L’entretien peut être différé jusqu’à la 48ème heure pour les crimes, les délits d’enlèvements, séquestration, proxénétisme, vol en bande organisée ou association de malfaiteurs « … en considération de raisons impérieuses tenant aux circonstances particulières de l’enquête ou de l’instruction, soit pour permettre le recueil ou la conservation des preuves, soit pour prévenir une atteinte aux personnes » (art. 706-88 al. 6 du code de procédure pénale).

En matière de stupéfiant ou de terrorisme, cet entretien pourra être différé jusqu’à la 72ème heure de garde à vue.

La garde à vue doit être proportionnée à la gravité de l’infraction et ne pas porter atteinte à la dignité de la personne.

Enfin, la nouvelle loi permet également au gardé à vue de faire prévenir les autorités consulaires de son pays si elle est de nationalité étrangère.

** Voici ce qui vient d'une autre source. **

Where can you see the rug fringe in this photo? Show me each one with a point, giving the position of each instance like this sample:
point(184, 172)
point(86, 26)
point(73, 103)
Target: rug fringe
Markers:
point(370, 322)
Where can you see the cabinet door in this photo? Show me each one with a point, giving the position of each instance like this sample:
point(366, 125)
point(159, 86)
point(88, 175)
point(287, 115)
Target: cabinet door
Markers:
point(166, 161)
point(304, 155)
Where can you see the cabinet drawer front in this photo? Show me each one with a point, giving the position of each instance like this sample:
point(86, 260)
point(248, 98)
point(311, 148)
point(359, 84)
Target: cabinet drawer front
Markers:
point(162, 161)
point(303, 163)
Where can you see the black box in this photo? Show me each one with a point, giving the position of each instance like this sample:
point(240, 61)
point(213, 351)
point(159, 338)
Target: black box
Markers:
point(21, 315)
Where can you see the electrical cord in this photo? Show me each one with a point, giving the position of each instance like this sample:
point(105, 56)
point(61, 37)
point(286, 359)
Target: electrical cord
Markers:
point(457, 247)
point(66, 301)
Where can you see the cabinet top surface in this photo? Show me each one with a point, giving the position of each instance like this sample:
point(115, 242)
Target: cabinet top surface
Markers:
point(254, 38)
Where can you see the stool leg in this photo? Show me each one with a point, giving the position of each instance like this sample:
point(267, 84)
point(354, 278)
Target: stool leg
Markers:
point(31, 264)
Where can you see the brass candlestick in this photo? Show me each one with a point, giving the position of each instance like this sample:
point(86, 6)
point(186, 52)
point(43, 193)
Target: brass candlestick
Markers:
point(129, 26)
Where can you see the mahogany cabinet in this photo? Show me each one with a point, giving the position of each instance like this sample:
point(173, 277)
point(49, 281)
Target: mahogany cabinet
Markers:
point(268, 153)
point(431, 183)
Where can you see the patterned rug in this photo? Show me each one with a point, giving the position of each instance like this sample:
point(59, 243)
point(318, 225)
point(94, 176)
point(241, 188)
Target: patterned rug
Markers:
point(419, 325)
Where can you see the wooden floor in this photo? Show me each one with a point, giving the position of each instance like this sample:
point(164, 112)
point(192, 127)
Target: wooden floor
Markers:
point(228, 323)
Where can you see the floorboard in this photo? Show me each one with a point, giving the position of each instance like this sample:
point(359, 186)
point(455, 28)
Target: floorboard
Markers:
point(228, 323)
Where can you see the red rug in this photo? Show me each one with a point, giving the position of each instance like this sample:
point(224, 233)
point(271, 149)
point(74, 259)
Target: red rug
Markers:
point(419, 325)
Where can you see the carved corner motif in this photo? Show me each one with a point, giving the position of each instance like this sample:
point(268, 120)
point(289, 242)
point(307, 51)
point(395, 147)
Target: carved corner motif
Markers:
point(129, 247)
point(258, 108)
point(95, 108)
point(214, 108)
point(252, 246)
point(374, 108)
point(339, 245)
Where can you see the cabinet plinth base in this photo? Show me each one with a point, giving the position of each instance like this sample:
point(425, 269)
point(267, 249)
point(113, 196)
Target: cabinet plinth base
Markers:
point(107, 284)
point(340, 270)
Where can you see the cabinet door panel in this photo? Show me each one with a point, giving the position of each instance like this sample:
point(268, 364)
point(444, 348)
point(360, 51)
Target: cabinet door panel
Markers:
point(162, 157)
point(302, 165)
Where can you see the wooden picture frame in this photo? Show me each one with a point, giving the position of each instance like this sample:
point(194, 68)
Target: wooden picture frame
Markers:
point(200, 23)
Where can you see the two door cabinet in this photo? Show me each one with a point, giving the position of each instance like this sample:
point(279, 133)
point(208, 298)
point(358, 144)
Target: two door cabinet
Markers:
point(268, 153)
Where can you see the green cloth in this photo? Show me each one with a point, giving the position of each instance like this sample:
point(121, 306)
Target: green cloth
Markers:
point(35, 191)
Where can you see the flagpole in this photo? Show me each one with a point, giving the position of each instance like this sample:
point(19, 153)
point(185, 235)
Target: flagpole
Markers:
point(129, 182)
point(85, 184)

Les droits de la victime en garde à vue
  • La victime a également le droit aujourd’hui d’être assistée par un avocat lors de la confrontation avec le gardé à vue. La présence de l’avocat aux côtés de la victime permet de rétablir un équilibre que le législateur avait jusqu’alors  oublié. L’avocat ne pourra assister la victime lors du dépôt de plainte ou lors d’auditions ultérieures. C’est uniquement lors de la confrontation que la victime pourra se faire assister. L’avocat pourra faire des observations ou faire poser des questions qui seront actées par le fonctionnaire de police.